The trouble is that, as an elitist project, that conception has depended on delivering economic progress to help maintain the public’s support, whereas its product so far has been witnessed limitedly, he explains, in microeconomic, technical fields, rather than on the macroeconomic side.

That won’t be enough to secure prosperity ahead. “Given ageing societies in Europe, we will need some kind of super-productive labour force in order to maintain high living standards,” he affirms. The key issue in that light is whether there will be the necessary emphasis on investing in skills, training and infrastructure.

That sounds plausibly where both demand- and supply-side impetus could work in tandem, but requires a degree of agreement and trust between the constituent states that could now be absent. “Unfortunately, sour feelings have resurfaced,” rooted indeed in sentiments dating back to the Second World War.

That being the case, what prospect is there of Greece recovering its poise and delivering on its commitment under the terms of the latest bailout?

To an outsider, it seems extraordinary that the Tsipras administration this year called a dramatic referendum, which shocked Europe, then won the national vote to resist austerity, then accepted a harsh austerity deal, but was then nevertheless re-elected! It’s a bewildering outcome.

“The amazing thing is that in 2014 the economy was turning around,” Tsakloglou reminds us. “The growth rate was positive, unemployment was declining from horrendously high levels, the budget was in a healthy primary surplus and our current account was in surplus too. Moreover, within just two years of the largest debt restructuring in history, Greece was back in the international capital markets.”

But then there were elections, and “historians in future may find it hard to understand” what happened next.

The professor’s verdict is quite scathing, but highlights where useful common ground could have been found between the Greek authorities and their counterparts in the continent’s other capitals.

“Under the first Syriza government political capital was wasted,” he argues. “There was a chance to align with both the Greek people and the pressure from Europe, by cleaning out the ancien regime, which was perceived as pretty corrupt and unreconstructed.” Instead key officials were sending confusing messages and kept giving lectures about democracy, “as if the rest of our Eurozone partners were not democratically elected”.

The frustration felt at a supreme opportunity missed is evident, as the result was costly. “That brinkmanship led to increased uncertainty, economic slowdown, deposit outflows, capital controls and … an increase in our debt of some Euro 40-45 billion, relative to trend, within just seven months.”

Still, politically, with Syriza returned to office, premier Tsipras cuts a dominant figure, I suggest.
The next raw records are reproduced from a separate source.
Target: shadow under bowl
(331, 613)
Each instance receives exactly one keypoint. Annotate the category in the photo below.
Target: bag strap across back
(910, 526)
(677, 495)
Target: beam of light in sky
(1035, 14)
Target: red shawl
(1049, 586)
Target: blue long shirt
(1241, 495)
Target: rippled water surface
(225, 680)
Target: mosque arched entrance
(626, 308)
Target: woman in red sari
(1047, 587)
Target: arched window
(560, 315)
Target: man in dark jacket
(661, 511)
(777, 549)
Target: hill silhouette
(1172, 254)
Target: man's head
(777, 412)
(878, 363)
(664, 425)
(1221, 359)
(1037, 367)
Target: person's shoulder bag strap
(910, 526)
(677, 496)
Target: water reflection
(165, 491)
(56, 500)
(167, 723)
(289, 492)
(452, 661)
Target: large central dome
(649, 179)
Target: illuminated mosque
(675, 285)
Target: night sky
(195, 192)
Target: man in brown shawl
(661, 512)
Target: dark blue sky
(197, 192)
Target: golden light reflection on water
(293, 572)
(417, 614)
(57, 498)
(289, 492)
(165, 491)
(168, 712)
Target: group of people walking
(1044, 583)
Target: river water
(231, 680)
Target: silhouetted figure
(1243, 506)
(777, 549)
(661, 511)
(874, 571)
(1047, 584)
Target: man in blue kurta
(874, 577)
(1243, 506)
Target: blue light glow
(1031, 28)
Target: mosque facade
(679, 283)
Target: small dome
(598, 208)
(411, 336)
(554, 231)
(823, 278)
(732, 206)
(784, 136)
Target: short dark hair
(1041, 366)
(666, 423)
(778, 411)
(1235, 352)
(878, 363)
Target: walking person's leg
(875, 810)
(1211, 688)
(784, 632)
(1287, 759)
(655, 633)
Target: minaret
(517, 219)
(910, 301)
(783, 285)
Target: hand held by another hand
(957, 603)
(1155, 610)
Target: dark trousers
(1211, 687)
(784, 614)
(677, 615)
The point is acknowledged, but solace is found in the associated stability.

“The third bailout programme is extremely front-loaded, with almost all the fiscal measures expected in the first six months. If the first review of the new programme is completed successfully, there are many benefits waiting to be reaped: banks’ recapitalisation, discussion about measures to be adopted for easing further the Greek debt, participation in the ECB’s QE programme, etc..”

In fact, Tsakloglou musters support for the plan. “It is not unimaginable that the programme will succeed. In fact, if the fear of Grexit with its devastating consequences is significantly diminished, Greece may return to positive growth rates in the second half of 2016.”

In the circumstances, that’s about as ringing an endorsement as one could seriously hope to find.